Key Points
- Gautam Adani and others have been charged in the US for allegedly paying Rs 2,029 crore in bribes to Indian officials.
- The bribes were reportedly paid to secure solar power contracts with India’s SECI between 2020 and 2024.
- The payments were concealed from US investors and banks involved in the project.
- The charges follow a 2023 report accusing Adani Group of fraud and stock manipulation.
- The bribe plan involved using code names and encrypted messages to hide their actions.
Looma News
Gautam Adani is facing serious legal issues as US prosecutors have charged him and his associates with bribery over solar power contracts. Along with his nephew, Sagar Adani, and six others, the Adani Group chairman is accused of paying Rs 2,029 crore (around $265 million) in bribes to Indian government officials between 2020 and 2024. The bribes were allegedly offered to secure contracts for solar power projects with the state-owned Solar Energy Corporation of India (SECI). The plan was to secure 12 gigawatts of solar energy projects, but the project ran into problems when SECI struggled to find buyers for the electricity. In response, Adani Group and Azure Power, another company involved, reportedly bribed officials to get state electricity companies to sign agreements with SECI.
The indictment reveals that both the Indian energy company and the US Issuer involved in the project paid off officials, especially in Andhra Pradesh. To hide their involvement, they used code names like “Numero Uno” for Gautam Adani and communicated through encrypted messages. Leadership changes at Azure Power during the project complicated the bribery plan.
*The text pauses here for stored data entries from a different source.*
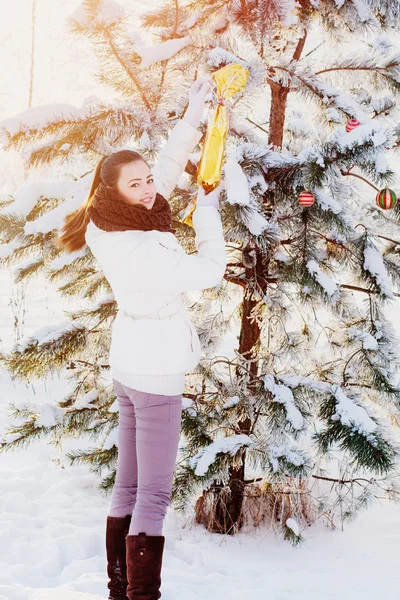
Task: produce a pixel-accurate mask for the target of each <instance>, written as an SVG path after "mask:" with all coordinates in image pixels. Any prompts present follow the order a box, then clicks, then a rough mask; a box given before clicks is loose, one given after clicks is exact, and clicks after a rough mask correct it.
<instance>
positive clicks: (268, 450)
mask: <svg viewBox="0 0 400 600" xmlns="http://www.w3.org/2000/svg"><path fill="white" fill-rule="evenodd" d="M268 455H269V459H270V461H271V465H272V470H273V471H274V472H275V473H276V472H278V471H279V459H280V458H284V459H285V461H286V462H288V463H291V464H292V465H296V466H298V467H299V466H301V465H303V464H304V458H303V457H302V456H301V455H300V454H298V453H297V452H295V451H293V450H289V449H288V448H287V447H286V446H284V445H283V444H281V445H280V446H277V445H274V444H270V446H269V448H268Z"/></svg>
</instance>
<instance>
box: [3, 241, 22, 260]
mask: <svg viewBox="0 0 400 600" xmlns="http://www.w3.org/2000/svg"><path fill="white" fill-rule="evenodd" d="M21 245H22V242H21V241H20V240H18V238H17V237H16V238H14V239H13V240H11V242H8V243H7V244H0V260H4V259H6V258H9V257H10V256H12V255H13V254H14V251H15V250H16V249H17V248H19V247H20V246H21Z"/></svg>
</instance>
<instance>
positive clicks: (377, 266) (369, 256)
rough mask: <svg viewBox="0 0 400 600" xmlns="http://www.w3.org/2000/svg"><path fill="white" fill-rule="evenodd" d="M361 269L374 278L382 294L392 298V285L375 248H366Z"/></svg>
mask: <svg viewBox="0 0 400 600" xmlns="http://www.w3.org/2000/svg"><path fill="white" fill-rule="evenodd" d="M363 267H364V269H366V270H367V271H369V273H371V275H372V277H374V279H375V281H376V284H377V285H378V287H380V289H381V291H382V293H383V294H385V296H387V297H388V298H394V294H393V288H392V283H391V281H390V279H389V275H388V274H387V271H386V269H385V265H384V262H383V258H382V254H381V253H380V251H379V250H378V249H377V248H374V247H373V246H366V248H365V250H364V264H363Z"/></svg>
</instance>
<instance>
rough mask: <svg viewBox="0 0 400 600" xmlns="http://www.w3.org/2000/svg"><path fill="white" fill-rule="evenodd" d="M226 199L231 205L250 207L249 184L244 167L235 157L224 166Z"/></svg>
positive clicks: (226, 163) (229, 160)
mask: <svg viewBox="0 0 400 600" xmlns="http://www.w3.org/2000/svg"><path fill="white" fill-rule="evenodd" d="M224 180H225V190H226V199H227V201H228V202H229V204H241V205H244V206H248V204H249V201H250V198H249V184H248V181H247V177H246V175H245V174H244V172H243V169H242V167H241V166H240V165H239V163H238V162H237V160H235V158H234V157H233V156H230V157H229V159H228V160H227V161H226V163H225V166H224Z"/></svg>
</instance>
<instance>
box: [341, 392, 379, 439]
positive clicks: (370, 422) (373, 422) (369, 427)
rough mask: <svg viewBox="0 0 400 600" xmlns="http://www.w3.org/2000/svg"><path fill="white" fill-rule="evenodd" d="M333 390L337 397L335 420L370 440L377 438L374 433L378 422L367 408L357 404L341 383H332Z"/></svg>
mask: <svg viewBox="0 0 400 600" xmlns="http://www.w3.org/2000/svg"><path fill="white" fill-rule="evenodd" d="M331 391H332V393H333V395H334V397H335V398H336V400H337V402H336V412H335V413H334V414H333V415H332V416H331V419H332V420H333V421H340V422H341V423H342V424H343V425H346V426H347V427H350V428H351V429H352V430H353V431H354V432H357V433H360V434H361V435H363V436H365V437H366V438H367V439H368V440H369V441H370V442H372V441H374V440H375V436H374V435H373V434H374V432H375V431H376V429H377V424H376V423H375V421H373V420H372V419H371V417H370V416H369V415H368V413H367V411H366V410H365V408H363V407H362V406H359V405H358V404H356V403H355V402H354V401H353V400H351V399H350V398H349V397H348V396H346V394H345V393H344V391H343V389H342V388H341V387H340V386H339V385H332V386H331Z"/></svg>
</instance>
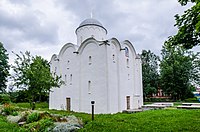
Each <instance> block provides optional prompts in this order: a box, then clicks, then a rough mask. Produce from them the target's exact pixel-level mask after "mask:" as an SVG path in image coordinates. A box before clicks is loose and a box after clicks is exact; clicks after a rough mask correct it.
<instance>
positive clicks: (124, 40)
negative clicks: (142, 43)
mask: <svg viewBox="0 0 200 132" xmlns="http://www.w3.org/2000/svg"><path fill="white" fill-rule="evenodd" d="M122 44H123V45H124V46H128V47H129V48H130V50H131V51H132V53H133V55H134V57H137V53H136V50H135V48H134V46H133V45H132V43H131V42H130V41H129V40H124V41H123V42H122Z"/></svg>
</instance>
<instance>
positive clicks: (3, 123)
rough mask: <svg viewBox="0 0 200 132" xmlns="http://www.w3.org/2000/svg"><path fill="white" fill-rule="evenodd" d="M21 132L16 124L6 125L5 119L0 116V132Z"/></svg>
mask: <svg viewBox="0 0 200 132" xmlns="http://www.w3.org/2000/svg"><path fill="white" fill-rule="evenodd" d="M19 131H20V132H23V131H24V130H23V129H20V128H19V126H18V125H17V124H13V123H8V122H7V121H6V119H5V117H3V116H0V132H19Z"/></svg>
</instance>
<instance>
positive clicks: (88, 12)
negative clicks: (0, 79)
mask: <svg viewBox="0 0 200 132" xmlns="http://www.w3.org/2000/svg"><path fill="white" fill-rule="evenodd" d="M188 7H189V6H187V7H181V6H180V4H179V3H178V2H177V0H0V41H1V42H2V43H3V44H4V47H5V48H6V49H7V51H8V53H9V57H10V63H12V62H13V59H14V55H13V54H12V53H11V52H12V51H14V52H15V53H19V51H22V52H24V51H26V50H27V51H30V52H31V53H32V54H33V55H41V56H42V57H44V58H45V59H47V60H50V58H51V56H52V55H53V54H58V53H59V50H60V49H61V48H62V46H63V45H64V44H65V43H68V42H72V43H74V44H76V35H75V29H76V28H77V27H78V25H79V24H80V23H81V22H82V21H83V20H85V19H86V18H89V17H90V14H91V12H92V13H93V18H95V19H97V20H99V21H100V22H101V23H102V24H103V25H104V27H105V28H106V29H107V30H108V38H111V37H115V38H117V39H118V40H119V41H123V40H126V39H128V40H130V41H131V42H132V43H133V45H134V47H135V48H136V51H137V52H138V53H141V50H142V49H146V50H148V49H150V50H152V51H153V52H155V53H156V54H159V53H160V50H161V48H162V44H163V42H164V41H165V40H167V38H168V36H170V35H173V34H175V33H176V31H177V30H176V28H175V27H174V23H175V20H174V15H175V14H177V13H178V14H180V13H183V11H184V10H185V9H187V8H188ZM196 50H198V49H196Z"/></svg>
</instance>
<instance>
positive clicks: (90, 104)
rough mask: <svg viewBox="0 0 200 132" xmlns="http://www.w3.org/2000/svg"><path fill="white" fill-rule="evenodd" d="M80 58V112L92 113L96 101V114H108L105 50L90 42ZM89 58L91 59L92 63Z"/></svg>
mask: <svg viewBox="0 0 200 132" xmlns="http://www.w3.org/2000/svg"><path fill="white" fill-rule="evenodd" d="M80 56H81V65H80V68H81V70H80V72H81V77H80V82H81V84H80V89H81V100H80V102H81V109H80V110H81V112H87V113H91V101H95V113H107V94H106V93H107V91H106V70H105V69H106V64H105V59H106V56H105V48H104V47H103V46H99V44H98V43H96V42H94V41H93V42H89V43H88V44H86V46H85V47H84V49H83V51H82V52H81V53H80ZM89 57H91V62H90V61H89ZM89 82H90V89H89V86H88V83H89Z"/></svg>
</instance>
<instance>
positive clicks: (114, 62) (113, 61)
mask: <svg viewBox="0 0 200 132" xmlns="http://www.w3.org/2000/svg"><path fill="white" fill-rule="evenodd" d="M112 59H113V63H115V55H114V54H113V56H112Z"/></svg>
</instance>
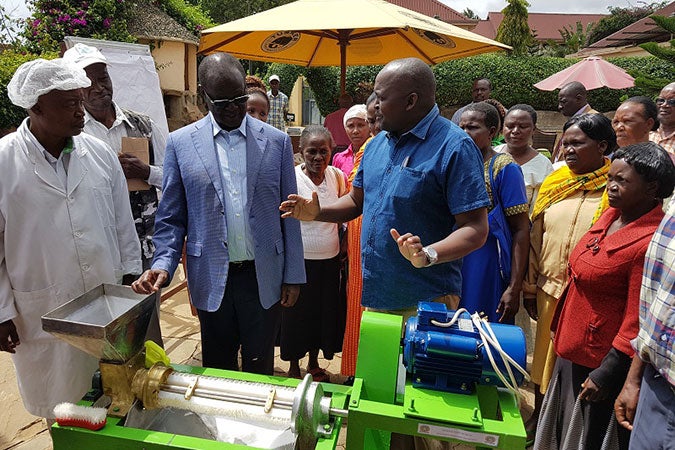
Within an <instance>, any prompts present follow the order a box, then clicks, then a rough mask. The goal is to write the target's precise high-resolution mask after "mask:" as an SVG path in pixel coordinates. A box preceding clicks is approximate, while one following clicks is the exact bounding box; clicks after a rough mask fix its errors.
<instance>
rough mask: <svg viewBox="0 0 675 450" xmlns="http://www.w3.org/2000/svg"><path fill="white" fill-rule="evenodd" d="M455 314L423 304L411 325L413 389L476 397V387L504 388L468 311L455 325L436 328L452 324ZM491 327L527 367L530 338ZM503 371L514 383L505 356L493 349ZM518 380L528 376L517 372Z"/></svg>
mask: <svg viewBox="0 0 675 450" xmlns="http://www.w3.org/2000/svg"><path fill="white" fill-rule="evenodd" d="M454 314H455V311H453V310H450V311H448V310H447V308H446V306H445V305H444V304H442V303H433V302H420V303H419V305H418V307H417V317H411V318H410V319H408V322H407V323H406V330H405V337H404V349H403V364H404V365H405V367H406V369H407V372H408V373H409V374H411V375H412V381H413V385H414V386H417V387H424V388H429V389H435V390H439V391H448V392H456V393H464V394H470V393H472V392H473V388H474V384H475V383H480V384H490V385H495V386H501V387H503V386H504V385H503V383H502V382H501V380H500V379H499V377H498V376H497V374H496V372H495V369H494V368H493V367H492V364H491V363H490V360H489V358H488V356H487V354H486V349H485V346H484V344H483V341H482V339H481V336H480V334H479V332H478V330H477V329H476V327H475V326H474V324H473V322H472V321H471V316H470V315H469V313H467V312H462V313H460V316H459V319H458V320H457V321H456V322H455V323H454V324H453V325H452V326H450V327H447V328H445V327H441V326H437V325H434V324H433V323H432V321H436V322H438V323H448V322H450V320H451V319H452V317H453V315H454ZM490 327H491V328H492V331H493V333H494V335H495V337H496V338H497V339H496V340H497V341H498V342H499V344H500V345H501V347H502V349H503V350H504V351H505V352H506V354H508V355H509V356H510V357H511V358H512V359H513V360H514V361H515V362H516V363H517V364H518V365H520V366H521V367H522V368H525V364H526V358H527V351H526V347H525V335H524V334H523V330H521V329H520V327H517V326H515V325H504V324H500V323H490ZM491 351H492V355H493V358H494V360H495V362H496V365H497V367H498V368H499V370H500V371H501V372H502V373H503V374H504V376H505V377H506V378H507V379H508V375H507V371H506V367H505V364H504V361H503V359H502V357H501V355H500V354H499V353H498V352H497V351H496V350H495V349H494V348H491ZM512 371H513V374H514V375H515V380H516V382H517V384H518V385H521V384H522V382H523V379H524V376H523V374H521V373H520V372H519V371H518V370H516V369H512Z"/></svg>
The conspirators allegedly shuffled parts of the project to cover up the bribe payments, giving legal and economic reasons for the transfers. Despite these efforts to hide the bribes, the indictment claims that Gautam Adani was directly involved in influencing SECI’s decisions and directing the reallocation of the project.
This case follows a major 2023 report from the US-based short-seller Hindenburg Research, which accused the Adani Group of stock manipulation and accounting fraud. These allegations caused a $150 billion loss in the market value of the Adani Group, making Adani’s legal troubles even more complicated.